Only when he pushed open the front door, it wasn't darkness he saw at all. It was light. Not the yellowy-white glow of their overhead lights but the flickering orange-yellow glow of candles. Not one, or even several, but at least a dozen of them… probably even more. They were set on every available surface from the kitchen to his left to the living room on his right. He could even see a glimmer of light through the bedroom door across from the entrance where he had paused in surprise.

And standing amid it all, right in the center of the living room, was Beth. She wore a simple blue dress with her favorite brown cowboy boots. Her loose and wavy blonde hair seemed to glow in the candlelight, and a soft smile lit up her face even further as she watched him step into the living room and close the door behind him.

"I knew having that collection of candles would come in handy eventually," Beth said, her eyes lingering on him as he silently shrugged off his leather jacket and hung it on the back of the door. "I mean it's practical of course, but… don't you think it's beautiful, too?"

He turned to her again, drinking her in, hesitating only a moment before he crossed the room towards her in slow steps. But he stopped a foot away, his body still and unwilling to close that gap between them as if he felt unworthy of being any closer to her, of feeling the warmth of her body close to his.

"I think its beautiful," she whispered, looking up at him with that depth in her eyes that he knew meant she had more than just an inkling of exactly how he was feeling right now. How he was blaming himself. "I always thought our place looked gorgeous when the sun is shining through but it's even better lit by candles. We should do this all the time, whether we need to or not."

Perhaps it was that same understanding that kept her from closing the gap between them herself. Maybe she knew he needed to do it himself, or wanted him to do it consciously. Whatever the reason, she stayed where she was though her gaze never left his. "I know you so well, Daryl Dixon.

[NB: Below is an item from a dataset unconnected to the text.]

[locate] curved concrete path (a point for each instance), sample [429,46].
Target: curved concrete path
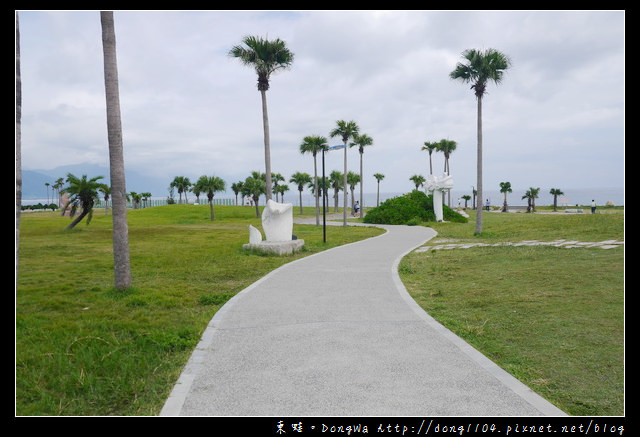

I know all day you've been thinking this is your fault, but it's not. Sometimes, life is just… well, shitty." A faint smile quirked both their lips at the sound of her swearing; a rarity, even if it slipped out more now that she was with him.

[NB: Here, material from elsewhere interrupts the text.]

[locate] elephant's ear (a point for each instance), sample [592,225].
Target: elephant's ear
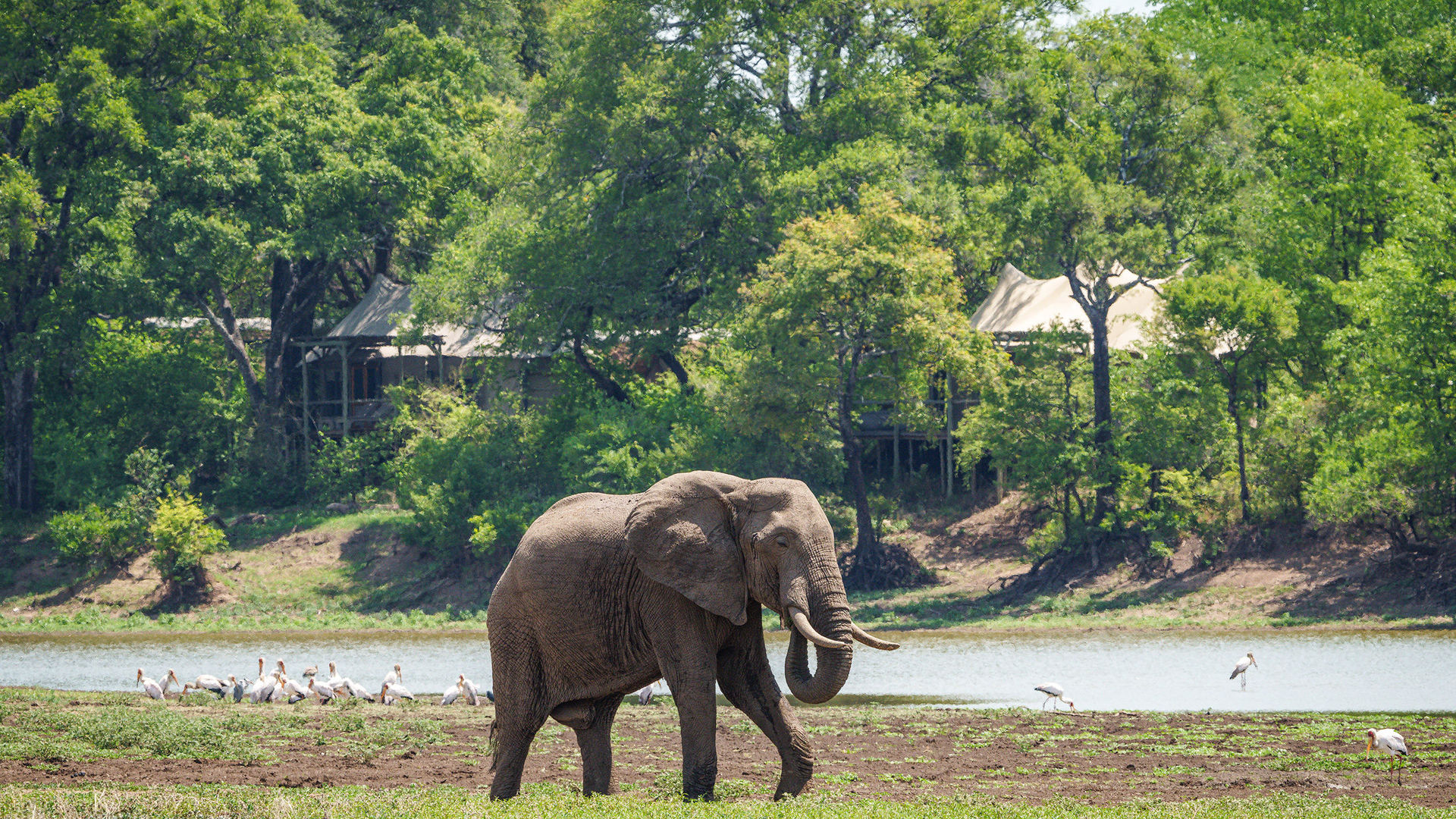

"This sucks, but we'll get through it. And it's not so bad you know? These candles are lovely, to start. Plus we've got a gas stove, so we can still cook. I was thinking we could make a night of it." She sounded both excited and hopeful at the same time as she went on, "We could cook the hotdogs from the fridge before they go bad, break out the marshmallows and graham crackers and that bar of chocolate left over from the cookout at the farm last week and make s'mores? Hey… if you want, we can even make a blanket fort and sleep in it! Have you ever made a blanket fort before?"

When he shook his head, Beth's expression softened again and this time when she spoke, it was simple and honest and full of love, "Don't blame yourself, Daryl. I don't. This is just another bump in the road that we'll get through together. Just like we got through savin' up the money to pay the security deposit on this place, just like we got through me gettin' sick, and the truck breaking down… together. There's no way I'd rather get through any trouble I might face than at your side."

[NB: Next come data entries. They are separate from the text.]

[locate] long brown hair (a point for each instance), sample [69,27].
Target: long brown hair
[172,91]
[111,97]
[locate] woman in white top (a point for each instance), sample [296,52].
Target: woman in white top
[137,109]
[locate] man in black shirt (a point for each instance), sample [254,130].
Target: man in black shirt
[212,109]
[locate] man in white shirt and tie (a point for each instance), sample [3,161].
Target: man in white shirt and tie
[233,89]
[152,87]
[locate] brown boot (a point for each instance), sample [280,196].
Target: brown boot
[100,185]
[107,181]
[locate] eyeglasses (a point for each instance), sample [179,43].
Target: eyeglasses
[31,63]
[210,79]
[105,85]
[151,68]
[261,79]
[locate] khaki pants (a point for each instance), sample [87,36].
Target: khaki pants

He couldn't hold back anymore, couldn't keep that distance from her when her words were exactly what he needed to hear. Daryl bridged the gap between them in just one step. And when she looked up at him and breathed out, "It's alright, Daryl. It's alright," he just wrapped his arms around her, and buried her head against her shoulder as she rose up on her toes and wrapped her arms right back around him.

And in the end, it wasn't the flickering light of the candles that banished the shadows of the guilt that had clung to him all day.

It was her. Beth Greene, and the sunshine of her honest, genuine love for him.

(And yeah, the candlelit living room was beautiful. But it was nowhere near as beautiful as her.)